The subtext of his agenda: Why are we forced in the information age to do what we do not want to do, and how do we regain control over our thinking. It was one of the first great intellectual struggles with the dangers of digital technologies that did not come from the digital circles themselves, and thinking not from the strongholds of the computer scientists, but from the tradition of European humanities. It was a sharp reckoning with the zeitgeist that looked something like a promise of salvation in the digital media. And he made himself so at first not only popular. 

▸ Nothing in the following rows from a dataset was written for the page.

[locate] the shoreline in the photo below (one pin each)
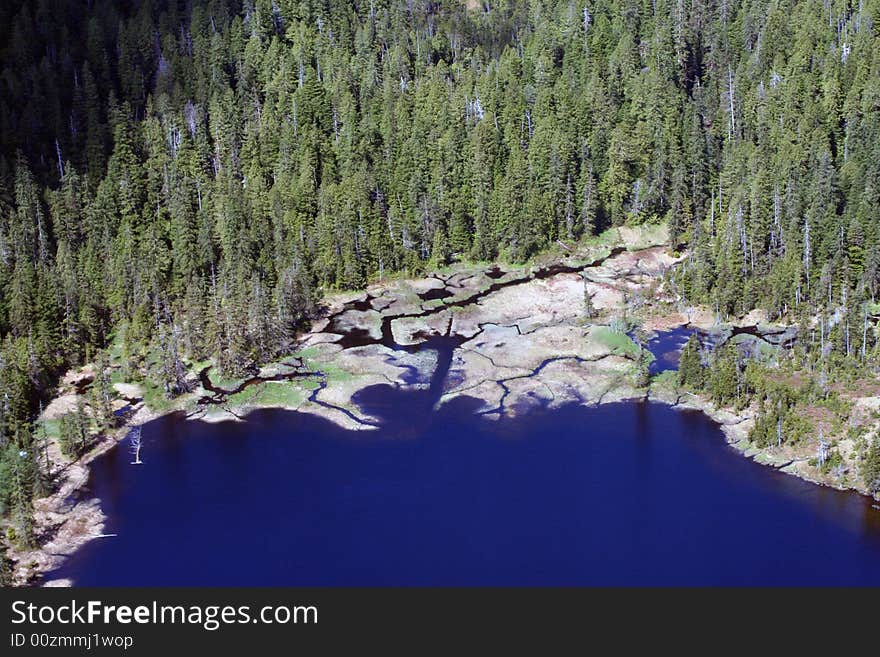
(85, 521)
(518, 339)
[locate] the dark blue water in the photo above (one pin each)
(625, 494)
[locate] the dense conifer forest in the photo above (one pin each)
(187, 177)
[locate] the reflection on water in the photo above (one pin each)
(628, 494)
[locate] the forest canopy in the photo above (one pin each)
(191, 175)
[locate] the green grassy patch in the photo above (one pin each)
(619, 344)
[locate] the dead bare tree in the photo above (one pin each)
(135, 448)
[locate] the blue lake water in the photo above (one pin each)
(624, 494)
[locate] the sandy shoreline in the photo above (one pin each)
(520, 342)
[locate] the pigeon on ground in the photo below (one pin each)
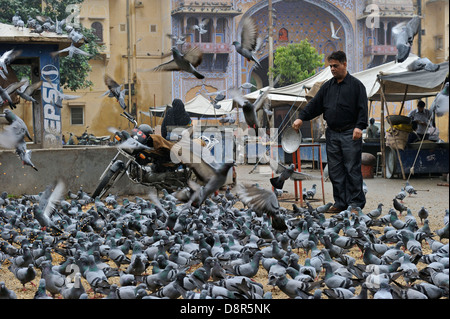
(440, 102)
(6, 293)
(187, 62)
(292, 287)
(73, 290)
(410, 189)
(249, 43)
(399, 206)
(54, 281)
(401, 195)
(24, 274)
(423, 214)
(41, 292)
(262, 201)
(404, 34)
(116, 91)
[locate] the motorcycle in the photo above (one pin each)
(139, 168)
(90, 139)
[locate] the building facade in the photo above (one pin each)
(134, 38)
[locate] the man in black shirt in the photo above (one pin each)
(343, 102)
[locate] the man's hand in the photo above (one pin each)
(297, 124)
(357, 133)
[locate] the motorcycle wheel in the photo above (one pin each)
(106, 183)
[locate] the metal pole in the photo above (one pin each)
(270, 43)
(129, 55)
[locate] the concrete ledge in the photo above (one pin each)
(77, 167)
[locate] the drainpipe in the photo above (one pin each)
(129, 55)
(419, 38)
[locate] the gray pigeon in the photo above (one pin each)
(5, 93)
(54, 281)
(404, 34)
(183, 62)
(6, 59)
(399, 206)
(286, 172)
(423, 214)
(26, 90)
(290, 286)
(423, 64)
(250, 109)
(249, 43)
(73, 290)
(72, 49)
(60, 96)
(440, 102)
(47, 203)
(25, 155)
(262, 201)
(249, 269)
(24, 274)
(6, 293)
(41, 292)
(116, 91)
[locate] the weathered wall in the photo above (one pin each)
(77, 167)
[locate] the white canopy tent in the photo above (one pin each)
(200, 106)
(368, 77)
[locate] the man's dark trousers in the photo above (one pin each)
(344, 168)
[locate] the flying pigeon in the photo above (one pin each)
(404, 34)
(262, 201)
(183, 62)
(60, 96)
(249, 43)
(26, 90)
(6, 59)
(5, 94)
(72, 49)
(423, 64)
(286, 172)
(440, 102)
(201, 26)
(334, 32)
(25, 155)
(116, 91)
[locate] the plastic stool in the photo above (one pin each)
(378, 162)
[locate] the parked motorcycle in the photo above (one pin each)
(139, 165)
(90, 139)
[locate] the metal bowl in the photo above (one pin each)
(398, 119)
(291, 140)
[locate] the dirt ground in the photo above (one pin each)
(432, 193)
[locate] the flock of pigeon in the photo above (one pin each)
(161, 247)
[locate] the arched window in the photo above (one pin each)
(98, 31)
(207, 37)
(381, 35)
(221, 30)
(193, 34)
(283, 35)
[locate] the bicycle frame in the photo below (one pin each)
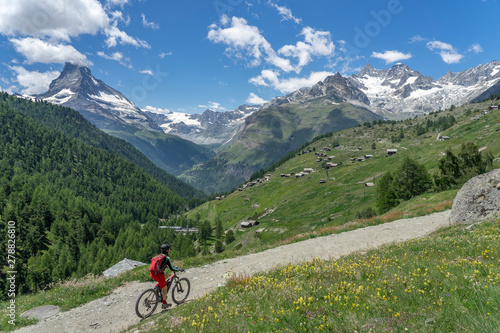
(168, 280)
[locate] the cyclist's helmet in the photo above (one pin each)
(164, 248)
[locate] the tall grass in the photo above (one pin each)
(448, 282)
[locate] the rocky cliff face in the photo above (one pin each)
(478, 199)
(400, 92)
(212, 128)
(335, 88)
(102, 105)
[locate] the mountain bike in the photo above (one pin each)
(150, 298)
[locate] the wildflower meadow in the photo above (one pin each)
(447, 282)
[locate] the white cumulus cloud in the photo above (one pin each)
(147, 24)
(246, 42)
(34, 82)
(447, 52)
(39, 51)
(476, 48)
(391, 56)
(51, 24)
(286, 13)
(270, 78)
(316, 43)
(54, 18)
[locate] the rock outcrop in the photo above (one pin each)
(478, 199)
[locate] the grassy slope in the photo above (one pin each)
(447, 282)
(461, 251)
(273, 133)
(288, 207)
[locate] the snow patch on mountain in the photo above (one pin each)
(213, 128)
(77, 88)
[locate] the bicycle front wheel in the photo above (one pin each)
(180, 290)
(146, 303)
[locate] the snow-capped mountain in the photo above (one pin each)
(400, 92)
(209, 128)
(102, 105)
(335, 88)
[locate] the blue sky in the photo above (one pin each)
(186, 55)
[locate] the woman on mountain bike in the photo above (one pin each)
(157, 268)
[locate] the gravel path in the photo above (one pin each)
(115, 312)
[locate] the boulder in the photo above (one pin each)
(477, 200)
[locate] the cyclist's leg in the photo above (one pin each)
(160, 278)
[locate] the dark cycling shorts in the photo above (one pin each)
(160, 278)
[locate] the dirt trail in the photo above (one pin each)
(115, 312)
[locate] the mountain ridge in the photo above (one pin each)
(112, 112)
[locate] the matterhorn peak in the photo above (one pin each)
(102, 105)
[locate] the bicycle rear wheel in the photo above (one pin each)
(146, 303)
(180, 290)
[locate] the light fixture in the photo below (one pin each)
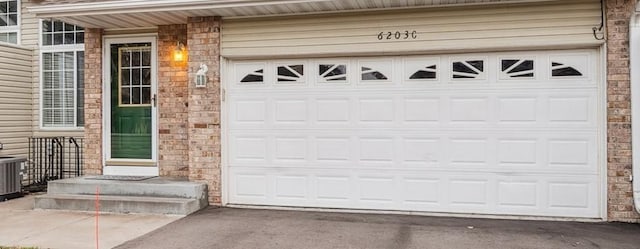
(201, 76)
(180, 53)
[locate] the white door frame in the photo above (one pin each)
(128, 166)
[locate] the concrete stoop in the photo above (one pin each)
(151, 196)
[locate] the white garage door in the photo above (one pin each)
(498, 133)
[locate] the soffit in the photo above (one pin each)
(149, 13)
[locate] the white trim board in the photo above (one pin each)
(634, 50)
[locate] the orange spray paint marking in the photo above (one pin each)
(97, 215)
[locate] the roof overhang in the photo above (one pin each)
(150, 13)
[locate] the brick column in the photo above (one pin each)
(173, 156)
(620, 193)
(203, 39)
(93, 101)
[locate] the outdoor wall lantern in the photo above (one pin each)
(201, 76)
(180, 53)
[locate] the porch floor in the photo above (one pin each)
(158, 195)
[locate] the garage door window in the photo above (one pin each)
(291, 74)
(333, 72)
(562, 70)
(471, 69)
(254, 77)
(518, 68)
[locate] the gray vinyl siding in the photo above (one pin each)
(15, 100)
(31, 38)
(514, 26)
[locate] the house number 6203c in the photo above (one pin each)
(398, 35)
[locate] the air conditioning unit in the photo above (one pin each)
(10, 177)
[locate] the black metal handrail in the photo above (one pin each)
(52, 158)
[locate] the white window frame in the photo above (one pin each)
(52, 49)
(14, 29)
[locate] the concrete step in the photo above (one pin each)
(154, 187)
(120, 204)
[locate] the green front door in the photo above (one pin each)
(132, 100)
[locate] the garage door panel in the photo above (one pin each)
(535, 151)
(571, 110)
(415, 191)
(503, 133)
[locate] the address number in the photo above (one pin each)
(398, 35)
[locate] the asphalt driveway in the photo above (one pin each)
(249, 228)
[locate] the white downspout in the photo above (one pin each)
(634, 67)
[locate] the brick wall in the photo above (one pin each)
(93, 101)
(173, 155)
(203, 39)
(620, 193)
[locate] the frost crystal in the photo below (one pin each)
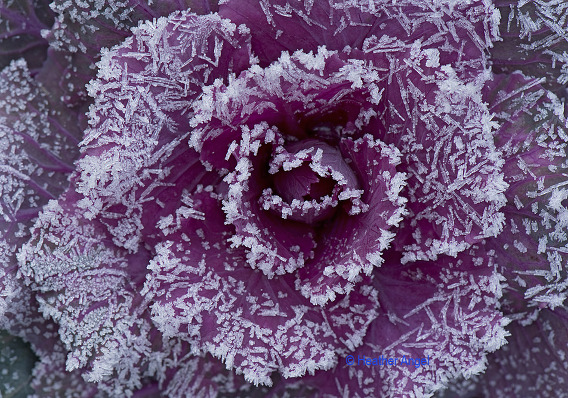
(264, 190)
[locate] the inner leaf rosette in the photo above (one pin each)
(307, 189)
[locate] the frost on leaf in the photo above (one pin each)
(443, 309)
(35, 160)
(21, 23)
(430, 109)
(459, 31)
(531, 250)
(203, 293)
(307, 189)
(84, 285)
(532, 363)
(87, 25)
(534, 41)
(137, 143)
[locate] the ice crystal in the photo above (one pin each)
(266, 187)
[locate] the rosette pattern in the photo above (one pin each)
(278, 185)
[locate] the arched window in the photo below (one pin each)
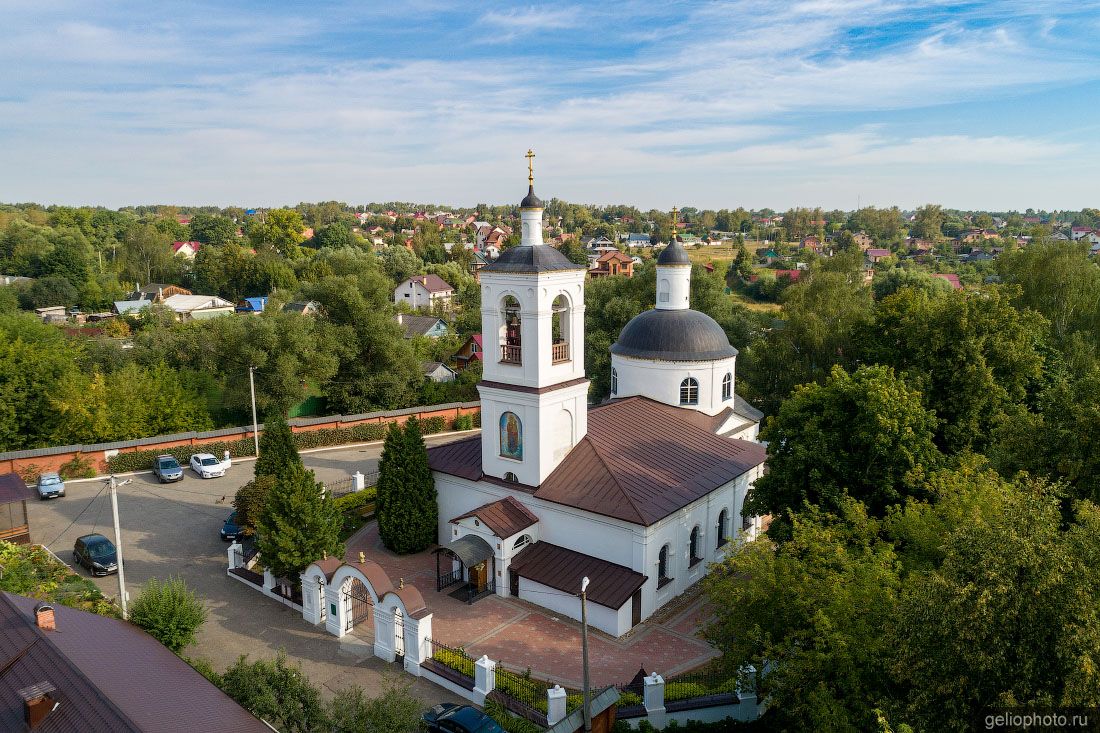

"It is very important to emphasize that we are not talking about cultural pessimism," Schirmacher said in an interview with John Brockman, published on in autumn of 2009. "We're talking about a new technology, which is de facto a brain technology that has to do with intelligence, thus with thinking, and this new technology collides in a very material way with the history of ideas of European thinking.”  However, it was not holy for him. But he saw the danger that arises when one breaks with the gesture of revolution with the story. When idealism becomes ideology.

When John Brockman first learned of Frank Schirrmacher's death, he was not just sad and shocked like many others. Immediately he exclaimed: "This is a loss that will be felt not only in Germany, but all over the world. He is irreplaceable. He managed to make intellectual life in Germany trump that of America because he dared to put issues on the table that no one in America wanted on the agenda". 

After Payback, his next book was Ego: The Game of Life, in which he analyzed the effects of a Internet-based world economy driven by greed. At the same time he presented an ever-sharper critique of capitalism in the once very conservative Feuilleton of the FAZ. On Thursday Frank Schirrmacher died in Frankfurt of a heart attack. . He leaves his wife, an adult son and a small daughter. Not only the man will be missed, but also his many unwritten books, his unguided debates. He was 54 years old.